Laboratory Writeup [HTB]
Laboratory is an easy rated Linux based machine that was active since November 14th of 2020 to April 17th of 2021, on this machine we will get access to the machine through a vulnerability on an old version of gitlab, reset the password of a gitlab user though gitlab-rails console, and privilege escalate by path hijacking on a suid file.
Enumeration
We start using masscan to find all the available ports and then use nmap to get more information about them.
masscan -e tun0 --rate=500 -p 0-65535 10.10.10.216
nmap -sC -sV -p 80,443, -Pn -o scan.txt 10.10.10.216
PORT STATE SERVICE VERSION
80/tcp open http Apache httpd 2.4.41
|_http-server-header: Apache/2.4.41 (Ubuntu)
|_http-title: Did not follow redirect to https://laboratory.htb/
443/tcp open ssl/http Apache httpd 2.4.41 ((Ubuntu))
|_http-server-header: Apache/2.4.41 (Ubuntu)
|_http-title: The Laboratory
| ssl-cert: Subject: commonName=laboratory.htb
| Subject Alternative Name: DNS:git.laboratory.htb
| Not valid before: 2020-07-05T10:39:28
|_Not valid after: 2024-03-03T10:39:28
| tls-alpn:
|_ http/1.1
Service Info: Host: laboratory.htb
There is only two ports open, ssh and a webpage on port 443, if we visit the webpage we get redirected to “laboratory.htb”, so we add it to our hosts file and visit the webpage.
Checking the certificate file we see a subdomain, git.laboratory.htb.
There we find a gitlab instance, so we register an account to get access to it.
Exploring the available projects we find one project made by “dexter” user, SecureWebsite.
There isn’t anything interestin on it, so we move on, if we go to https://git.laboratory.htb/help, we can find the version of gitlab.
Gaining Access
Searching for vulnerabilities for that gitlab version we find a Hackerone report that explains a vulnerability for arbitrary file read, and RCE on gitlab, to perform the file read we have to create two projects, create an issue with a path traversal description and move the issue to the second project, then the file that we pointed to is appended on the issue, the RCE is got by a cookie deserialization, to do that we have to get the secrets.yml file of gitlab, run a local gitlab instance (the easiest way is using docker container of the exact same version), and set the values of secrets.yml to be the same that we got from the other evironment, if you want to avoid doing all that set up there is an exploit written for metasploit on packectstorm, to be able to use it we have to add it inside a directory on, /root/.msf4/modules/exploits/, (don’t use “-“ on the name, rather use “_”, otherwise the exploit wont appear), then on msfconsole run “updatedb”, if you can’t find the exploit with “search”, you can use it directly by using the path where you put the exploit, for example I put the file inside “/root/.msf4/modules/exploits/linux/http/”, so to use the exploit we can use “use exploit/linux/http/gitlab_rce”, notice that I named the exploit gitlab_rce.rb. Once we have the exploit on metasploit we just have to set all the settings and the payload according to the target.

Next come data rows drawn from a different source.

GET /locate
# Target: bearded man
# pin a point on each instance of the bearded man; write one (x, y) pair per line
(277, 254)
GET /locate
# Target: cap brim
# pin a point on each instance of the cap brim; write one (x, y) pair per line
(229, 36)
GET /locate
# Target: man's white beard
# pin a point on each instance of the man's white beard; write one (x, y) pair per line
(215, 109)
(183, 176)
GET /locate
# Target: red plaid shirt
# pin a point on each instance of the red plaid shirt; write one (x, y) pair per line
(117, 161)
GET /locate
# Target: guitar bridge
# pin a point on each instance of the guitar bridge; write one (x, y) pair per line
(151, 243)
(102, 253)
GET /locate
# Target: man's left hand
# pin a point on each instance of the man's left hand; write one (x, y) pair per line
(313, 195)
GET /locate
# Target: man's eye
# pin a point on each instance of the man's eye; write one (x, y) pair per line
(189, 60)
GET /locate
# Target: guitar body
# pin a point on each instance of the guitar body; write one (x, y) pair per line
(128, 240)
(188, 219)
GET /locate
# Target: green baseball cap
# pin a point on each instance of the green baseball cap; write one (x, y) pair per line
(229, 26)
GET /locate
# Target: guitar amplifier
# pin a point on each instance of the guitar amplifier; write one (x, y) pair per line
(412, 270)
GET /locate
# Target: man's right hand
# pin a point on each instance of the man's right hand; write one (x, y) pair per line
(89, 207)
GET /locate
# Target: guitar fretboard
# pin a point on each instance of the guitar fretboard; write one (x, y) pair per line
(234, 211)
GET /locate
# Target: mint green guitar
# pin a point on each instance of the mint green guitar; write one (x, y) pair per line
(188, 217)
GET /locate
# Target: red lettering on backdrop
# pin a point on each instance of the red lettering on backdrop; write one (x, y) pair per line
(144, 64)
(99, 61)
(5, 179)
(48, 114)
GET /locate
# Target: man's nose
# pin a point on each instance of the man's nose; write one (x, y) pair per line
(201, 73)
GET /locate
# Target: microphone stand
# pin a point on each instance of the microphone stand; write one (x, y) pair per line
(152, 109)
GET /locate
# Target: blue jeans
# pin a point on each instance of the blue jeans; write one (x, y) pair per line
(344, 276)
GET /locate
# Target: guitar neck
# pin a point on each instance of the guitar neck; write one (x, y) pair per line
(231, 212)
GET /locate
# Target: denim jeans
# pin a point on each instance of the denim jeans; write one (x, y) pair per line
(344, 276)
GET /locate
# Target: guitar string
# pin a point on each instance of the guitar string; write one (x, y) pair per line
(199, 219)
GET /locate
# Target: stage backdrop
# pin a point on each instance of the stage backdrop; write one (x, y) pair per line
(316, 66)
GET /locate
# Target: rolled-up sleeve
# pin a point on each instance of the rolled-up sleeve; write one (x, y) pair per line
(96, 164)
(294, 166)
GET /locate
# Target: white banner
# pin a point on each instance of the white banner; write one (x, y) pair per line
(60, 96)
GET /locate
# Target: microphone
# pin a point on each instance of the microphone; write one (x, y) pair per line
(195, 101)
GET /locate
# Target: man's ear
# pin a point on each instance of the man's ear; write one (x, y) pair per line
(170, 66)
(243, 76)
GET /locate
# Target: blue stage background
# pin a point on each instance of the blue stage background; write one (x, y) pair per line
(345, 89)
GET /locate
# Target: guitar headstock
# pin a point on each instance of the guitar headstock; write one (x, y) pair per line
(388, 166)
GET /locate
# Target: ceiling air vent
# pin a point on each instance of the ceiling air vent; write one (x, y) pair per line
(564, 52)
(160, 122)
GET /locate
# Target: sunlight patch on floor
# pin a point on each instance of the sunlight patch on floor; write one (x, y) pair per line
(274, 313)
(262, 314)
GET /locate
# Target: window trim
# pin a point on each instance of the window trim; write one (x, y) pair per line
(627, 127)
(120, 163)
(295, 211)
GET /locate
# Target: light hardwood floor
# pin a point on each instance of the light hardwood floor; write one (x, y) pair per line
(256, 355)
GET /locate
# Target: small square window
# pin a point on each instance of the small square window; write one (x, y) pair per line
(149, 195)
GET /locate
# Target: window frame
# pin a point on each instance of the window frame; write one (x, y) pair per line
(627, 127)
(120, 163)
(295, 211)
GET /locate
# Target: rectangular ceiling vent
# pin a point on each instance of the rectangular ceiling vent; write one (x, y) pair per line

Once we run the exploit we get a shell inside the machine as git user.
Lateral Movement
After exploring the machine we see that we are inside a docker container, so on this case we want to escalate privileges on it or rather escape from it, earlier we saw that there is a user called “dexter” on gitlab, so now that we are inside there might be a way of accesing to his information. Going to the documentation of gitlab we find a way to reset the password of users so we follow the steps to reset the password of dexter user (We would rather recover the password of dexter, or at least his hash since further it would be handy on case of password reuse). The commands that we need to run are:
gitlab-rails console
user = User.find_by_username 'dexter'
user.password = 'hacked123'
user.password_confirmation = 'hacked123'
user.save!
Now we can access to dexter user on gitlab, there we find a private repository, “SecureDocker”.

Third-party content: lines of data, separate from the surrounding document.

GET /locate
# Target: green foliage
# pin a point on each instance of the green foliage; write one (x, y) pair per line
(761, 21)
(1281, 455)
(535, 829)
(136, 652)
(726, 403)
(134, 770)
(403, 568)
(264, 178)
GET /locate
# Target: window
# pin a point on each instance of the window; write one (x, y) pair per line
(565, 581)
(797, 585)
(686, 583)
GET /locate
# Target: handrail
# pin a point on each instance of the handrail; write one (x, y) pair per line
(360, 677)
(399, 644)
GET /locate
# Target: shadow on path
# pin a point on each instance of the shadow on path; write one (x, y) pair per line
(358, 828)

Checking that repository we find a ssh key, so using it we can access to the machine as dexter and retrieve user.txt.
Privilege Escalation
Searching for files with suid (find / -perm /4000 2> /dev/null) we find a strange file with suid, /usr/local/bin/docker-security, it is a ELF file so we would need to reverse engineer the file, but first we upload pspy to the machine and try to see what happens when the file is ran, there we see that chmod is ran by root.
As we see chmod is not called as a abosule path, se we can make a path hijacking to execute what we want on the machine, to do so we create file that will start a bash shell call it chmod, we give it run permissions, set our current locations as the first directory on our PATH, and when we run the file we will be root.